Zur Schule erst mit 22
Seit mehr als zwanzig Jahren kämpft Marianne Münz für die Rechte auf Mitsprache und Mitbestimmung von Menschen mit Behinderung in den Diakonie Werkstätten Bad Kreuznach. Sie ist Mitbegründerin eines der ersten Werkstatträte einer Behinderteneinrichtung Deutschlands. Damit hat sie den Behinderten bei ihrer Arbeit dort eine Stimme verliehen. Sie ist eine Pionierin, und sie macht klassische Gewerkschaftsarbeit dort, wo Gewerkschaften zu oft außen vor bleiben. Sie fährt zu Tagungen, hält Vorträge und bereitet Kongresse mit vor. »Ich will kein Theater, ich will keine netten Worte – die helfen nicht«, sagt sie. Sie will arbeiten können, sie will Mitsprache, sie will Gleichberechtigung. Sie will nicht Bitten müssen. Sie will Rechte.

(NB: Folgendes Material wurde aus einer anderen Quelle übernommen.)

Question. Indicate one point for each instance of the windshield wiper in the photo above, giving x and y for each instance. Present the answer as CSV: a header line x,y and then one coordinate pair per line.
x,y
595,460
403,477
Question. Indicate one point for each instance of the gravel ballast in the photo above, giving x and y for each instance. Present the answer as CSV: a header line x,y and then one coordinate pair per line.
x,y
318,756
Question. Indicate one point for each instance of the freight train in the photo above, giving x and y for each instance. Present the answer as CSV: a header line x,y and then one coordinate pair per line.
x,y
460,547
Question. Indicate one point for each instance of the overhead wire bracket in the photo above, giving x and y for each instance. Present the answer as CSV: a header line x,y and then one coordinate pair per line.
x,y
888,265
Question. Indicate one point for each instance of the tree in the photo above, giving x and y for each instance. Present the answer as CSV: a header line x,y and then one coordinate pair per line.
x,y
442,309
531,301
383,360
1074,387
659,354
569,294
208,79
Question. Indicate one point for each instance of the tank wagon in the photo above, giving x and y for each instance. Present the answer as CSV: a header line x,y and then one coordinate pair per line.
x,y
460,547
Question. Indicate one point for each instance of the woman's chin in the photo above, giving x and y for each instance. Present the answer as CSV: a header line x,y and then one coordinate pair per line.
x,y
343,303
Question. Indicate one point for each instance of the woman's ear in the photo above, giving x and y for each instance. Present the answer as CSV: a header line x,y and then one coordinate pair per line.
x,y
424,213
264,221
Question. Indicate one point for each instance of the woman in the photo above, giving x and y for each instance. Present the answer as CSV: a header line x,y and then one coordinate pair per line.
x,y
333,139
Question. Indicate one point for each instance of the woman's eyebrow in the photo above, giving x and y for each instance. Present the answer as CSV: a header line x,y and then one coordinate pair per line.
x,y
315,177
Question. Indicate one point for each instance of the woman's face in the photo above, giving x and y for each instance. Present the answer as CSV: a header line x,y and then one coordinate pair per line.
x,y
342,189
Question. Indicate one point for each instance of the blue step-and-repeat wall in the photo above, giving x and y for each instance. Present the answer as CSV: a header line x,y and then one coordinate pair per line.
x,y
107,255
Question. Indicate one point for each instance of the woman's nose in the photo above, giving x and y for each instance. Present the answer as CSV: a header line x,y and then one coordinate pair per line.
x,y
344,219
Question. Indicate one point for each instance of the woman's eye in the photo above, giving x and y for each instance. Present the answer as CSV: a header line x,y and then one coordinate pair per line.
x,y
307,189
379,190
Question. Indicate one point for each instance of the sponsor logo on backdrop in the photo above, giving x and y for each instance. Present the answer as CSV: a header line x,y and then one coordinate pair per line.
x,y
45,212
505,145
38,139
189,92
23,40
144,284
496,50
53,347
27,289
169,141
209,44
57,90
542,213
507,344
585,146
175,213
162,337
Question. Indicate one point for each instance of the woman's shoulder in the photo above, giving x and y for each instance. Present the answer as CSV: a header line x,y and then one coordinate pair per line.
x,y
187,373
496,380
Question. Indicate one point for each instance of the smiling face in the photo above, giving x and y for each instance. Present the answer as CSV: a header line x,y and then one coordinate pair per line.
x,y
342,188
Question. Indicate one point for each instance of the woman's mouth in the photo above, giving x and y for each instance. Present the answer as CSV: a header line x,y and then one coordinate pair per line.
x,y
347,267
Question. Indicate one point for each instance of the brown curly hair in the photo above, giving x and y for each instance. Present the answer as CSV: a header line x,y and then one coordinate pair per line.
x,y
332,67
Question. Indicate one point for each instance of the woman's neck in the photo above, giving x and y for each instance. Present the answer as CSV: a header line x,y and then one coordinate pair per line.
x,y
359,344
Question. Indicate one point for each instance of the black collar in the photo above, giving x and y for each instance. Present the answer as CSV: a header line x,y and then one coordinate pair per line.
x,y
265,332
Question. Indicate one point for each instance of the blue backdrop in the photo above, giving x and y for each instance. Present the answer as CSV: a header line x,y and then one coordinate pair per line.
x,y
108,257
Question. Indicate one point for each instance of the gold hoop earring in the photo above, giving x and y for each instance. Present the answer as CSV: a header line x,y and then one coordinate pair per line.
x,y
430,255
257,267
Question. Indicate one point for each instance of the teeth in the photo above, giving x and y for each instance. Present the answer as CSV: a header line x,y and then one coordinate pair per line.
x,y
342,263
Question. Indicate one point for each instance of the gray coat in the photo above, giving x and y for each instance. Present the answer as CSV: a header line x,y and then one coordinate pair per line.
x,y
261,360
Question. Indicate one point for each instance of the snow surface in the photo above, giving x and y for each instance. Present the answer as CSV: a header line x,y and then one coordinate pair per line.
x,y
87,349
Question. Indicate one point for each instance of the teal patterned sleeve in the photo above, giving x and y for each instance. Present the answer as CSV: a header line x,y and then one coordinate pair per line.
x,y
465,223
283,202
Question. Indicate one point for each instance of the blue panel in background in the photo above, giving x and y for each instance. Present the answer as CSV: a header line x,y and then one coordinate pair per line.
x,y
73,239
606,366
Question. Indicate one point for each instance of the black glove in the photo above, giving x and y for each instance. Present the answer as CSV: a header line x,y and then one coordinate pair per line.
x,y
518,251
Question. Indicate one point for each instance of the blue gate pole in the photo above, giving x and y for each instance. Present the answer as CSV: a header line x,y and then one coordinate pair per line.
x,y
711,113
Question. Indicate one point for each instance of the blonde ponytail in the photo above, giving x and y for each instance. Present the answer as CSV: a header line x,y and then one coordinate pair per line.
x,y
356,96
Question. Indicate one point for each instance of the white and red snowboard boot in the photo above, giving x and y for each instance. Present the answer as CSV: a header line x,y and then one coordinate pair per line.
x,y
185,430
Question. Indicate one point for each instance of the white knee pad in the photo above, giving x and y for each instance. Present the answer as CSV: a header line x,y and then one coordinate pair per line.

Vermutlich durch Sauerstoffmangel bei der Geburt hat Marianne Münz eine Cerebralparese – früher nannte man solche Menschen Spastiker. Sie wuchs auf einem Bauernhof in einem kleinen Dorf bei Limburg an der Lahn auf. Ihre Eltern versuchten, das Mädchen zu behüten, wollten es nicht weggeben. Und so besuchte das Kind nie eine Schule. »Ich konnte weder lesen noch schreiben.«
Erst durch viele Zufälle, mit viel Glück und einer gehörigen Portion Ehrgeiz und Mut konnte Marianne Münz mit 22 Jahren zur Schule gehen. Sie machte ihren Hauptschulabschluss und wollte eigentlich nie in einer Behindertenwerkstatt arbeiten. Sie bewarb sich immer wieder auf Bürojobs. Unterdessen besuchte sie aber auch die Beschäftigungstherapie der Diakonie Werkstätten. Die Mitarbeiter dort meldeten sie ohne ihr Wissen für ein Arbeitstraining an: Der erste Arbeitsplatz war an einem Webrahmen.
Die Leitung war irritiert
Doch dann gab es plötzlich Computer, und Marianne Münz wusste, was sie wollte: einen Computer-Arbeitsplatz. Das schrieb sie der Werkstattleitung. Dort war man zunächst irritiert über das »Fräulein Marianne«, wie die Werkstattleitung sie damals nannte. Irritiert darüber, dass eine behinderte Frau sich dagegen wehrte, dass man Entscheidungen über ihren Kopf hinweg traf.
Es begann ein beiderseitiges Lernen. Marianne Münz hat gelernt, wie man sich gegen Bevormundung wehrt, aber auch dass man »mit Augenmerk auf den Einzelnen achten muss«. In der Werkstattleitung kam ein Prozess in Gang, der die Diakonie-Einrichtung zu einer der wegweisenden Einrichtungen in Sachen Mitspracherechte für behinderte Menschen gemacht hat. Marianne Münz und ihre Kollegen haben auch mit Unterstützung von Mitarbeitern der Diakonie Werkstätten den Mindestlohn für behinderte Menschen und Mitspracherechte durchgesetzt. Sie haben die erste Assistenzstelle für einen Werkstattrat in Deutschland erstritten.
Doch Marianne Münz weiß: »Ich muss mich immer wieder melden, um am Ball zu bleiben. Ich bin immer wieder in einer Bittsteller-Rolle. Ich will, dass die Arbeit des Werkstattrates genau denselben Stellenwert in der Werkstatt bekommt wie etwa eine Qualitätssicherung.« Dafür will »Frau Münz« – wie man sie längst nennt – weiter kämpfen.